La construction mal en point
«Le secteur de la construction est actuellement le plus touché», souligne Dominique Bur, préfet de région. Et d'ajouter «que cette passe difficile que connaît le bâtiment concerne à la fois les emplois de type CDI comme l'intérim». Pour preuve, ce secteur d'activité qui pèse 8,8% de l'emploi régional, est aujourd'hui à l'origine de 23% des licenciements. Toutefois sur le volet de l'activité partielle, l'automobile reste un acteur majeur. Cette souplesse lui permet de garder le cap dans le contexte actuel. Autres secteurs qui souffrent, les transports et l'entreposage avec 1.185 licenciements entre janvier et septembre 2012, dont 800 pour SeaFrance. En effet, le renchérissement du pétrole au cours de l'été a fortement impacté les entreprises régionales de transport et la logistique, secteur dans lesquels près de 60% des entreprises considèrent cette hausse comme particulièrement pénalisante selon une étude menée par les CCI de la région. Le commerce régional est le troisième secteur le plus touché avec 770 salariés licenciés. Il a souffert de chiffres d'affaires en très fort recul durant la période estivale.
Gel des investissements
Dans ce contexte économique tendu, l'étude de conjoncture pour le dernier trimestre 2012 menée par les CCI de la région, montre que le moral des entrepreneurs de la région continue de fléchir. «Leur solde d'opinion est au plus bas depuis le printemps 2010. Certes, cette baisse de moral est moins marquée que celle anticipée lors de l'enquête de juillet 2012. Mais les chefs d'entreprise restent très pessimistes pour la fin de l'année, tablant sur une nouvelle dégradation du climat des affaires, notamment dans l'industrie.» Cette observation se traduit par un gel de l'investissement et des créations d'emplois.
Les trésoreries fragilisées
Ces baisses d'activités rejaillissent sur les trésoreries. La trésorerie des entreprises poursuit inexorablement sa dégradation.
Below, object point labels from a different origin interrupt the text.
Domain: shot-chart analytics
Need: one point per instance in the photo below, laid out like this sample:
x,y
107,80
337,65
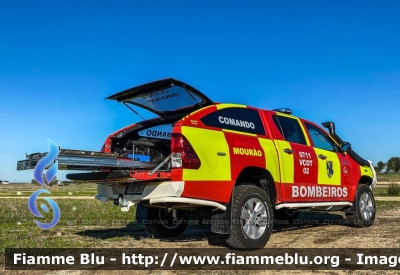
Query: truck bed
x,y
86,160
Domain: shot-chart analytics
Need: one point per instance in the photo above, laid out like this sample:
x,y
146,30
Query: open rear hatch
x,y
138,152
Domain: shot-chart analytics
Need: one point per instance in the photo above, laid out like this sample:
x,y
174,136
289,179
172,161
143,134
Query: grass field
x,y
84,223
25,190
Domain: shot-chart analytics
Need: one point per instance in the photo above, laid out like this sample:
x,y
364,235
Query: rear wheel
x,y
252,218
163,224
364,206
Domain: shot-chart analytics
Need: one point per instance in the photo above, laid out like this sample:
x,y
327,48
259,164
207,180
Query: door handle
x,y
288,151
321,156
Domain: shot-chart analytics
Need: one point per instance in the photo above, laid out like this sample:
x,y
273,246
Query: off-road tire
x,y
160,223
364,206
286,215
238,238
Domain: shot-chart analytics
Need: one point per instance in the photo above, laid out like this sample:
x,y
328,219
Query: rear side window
x,y
290,129
236,119
320,139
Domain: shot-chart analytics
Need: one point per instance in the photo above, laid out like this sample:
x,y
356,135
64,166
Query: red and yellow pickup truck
x,y
234,166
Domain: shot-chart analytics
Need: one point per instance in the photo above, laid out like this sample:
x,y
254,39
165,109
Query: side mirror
x,y
345,146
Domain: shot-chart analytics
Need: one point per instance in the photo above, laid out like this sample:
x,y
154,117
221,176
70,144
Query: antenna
x,y
245,93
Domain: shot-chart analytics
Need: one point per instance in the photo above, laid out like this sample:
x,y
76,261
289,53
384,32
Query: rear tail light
x,y
183,154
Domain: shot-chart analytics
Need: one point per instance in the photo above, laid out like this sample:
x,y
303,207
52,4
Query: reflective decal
x,y
247,151
236,119
329,168
319,192
161,131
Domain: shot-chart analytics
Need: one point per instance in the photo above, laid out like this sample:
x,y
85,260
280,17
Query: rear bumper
x,y
154,193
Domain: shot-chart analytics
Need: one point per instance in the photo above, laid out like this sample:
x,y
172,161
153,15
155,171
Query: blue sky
x,y
327,60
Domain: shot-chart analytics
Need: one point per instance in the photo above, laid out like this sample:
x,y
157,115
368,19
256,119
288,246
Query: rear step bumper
x,y
162,194
85,160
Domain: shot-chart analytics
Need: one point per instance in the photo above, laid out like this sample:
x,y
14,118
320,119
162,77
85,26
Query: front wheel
x,y
252,217
163,224
364,206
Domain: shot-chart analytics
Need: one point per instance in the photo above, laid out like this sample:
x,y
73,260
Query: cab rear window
x,y
290,129
236,119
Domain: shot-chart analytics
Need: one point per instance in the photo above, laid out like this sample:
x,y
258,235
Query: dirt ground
x,y
313,230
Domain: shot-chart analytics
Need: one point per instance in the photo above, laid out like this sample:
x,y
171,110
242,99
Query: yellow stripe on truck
x,y
207,143
271,158
223,106
286,161
323,177
366,171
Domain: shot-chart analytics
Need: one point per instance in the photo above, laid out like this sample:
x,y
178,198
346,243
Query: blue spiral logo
x,y
39,177
32,207
46,161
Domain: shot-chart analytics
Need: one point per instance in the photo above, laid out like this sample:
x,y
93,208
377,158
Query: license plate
x,y
134,189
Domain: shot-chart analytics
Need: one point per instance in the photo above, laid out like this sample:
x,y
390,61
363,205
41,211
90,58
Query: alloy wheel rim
x,y
254,218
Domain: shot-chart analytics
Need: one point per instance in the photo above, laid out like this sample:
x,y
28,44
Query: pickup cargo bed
x,y
86,160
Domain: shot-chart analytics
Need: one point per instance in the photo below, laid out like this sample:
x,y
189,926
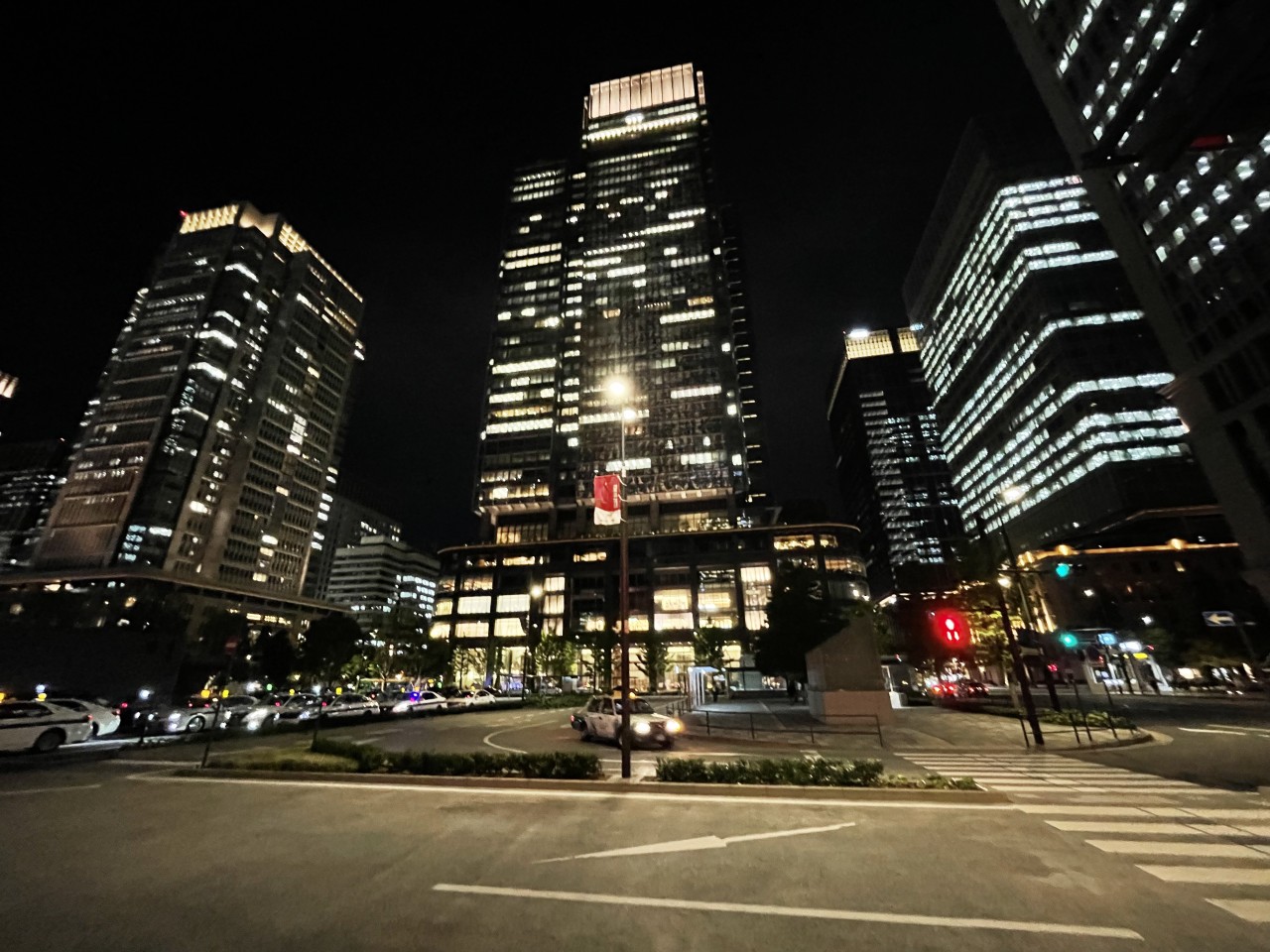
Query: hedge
x,y
547,766
816,772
L'étude consulaire montre que sur un an, le solde d'opinions sur cet indicateur est passé de + 14% à + 1% et, aujourd'hui, près d'une entreprise sur trois en région déclare évoluer avec une trésorerie fragile. Conséquence directe de ces difficultés, les défaillances ressortent en hausse de 3% au cours de ce troisième trimestre 2012 dans le Nord - Pas-de-Calais. Sans attendre un regain économique soudain, les dirigeants nordistes espèrent voir prochainement la sortie du tunnel. Pour 2013?
Sur un an, 4.400 emplois ont disparu en région. Toutefois, le Nord - Pas-de-Calais résiste mieux que la grande majorité des régions françaises. À l'approche de 2013, l'intérim enregistre une forte chute non compensée par les créations d'emplois sur la même période.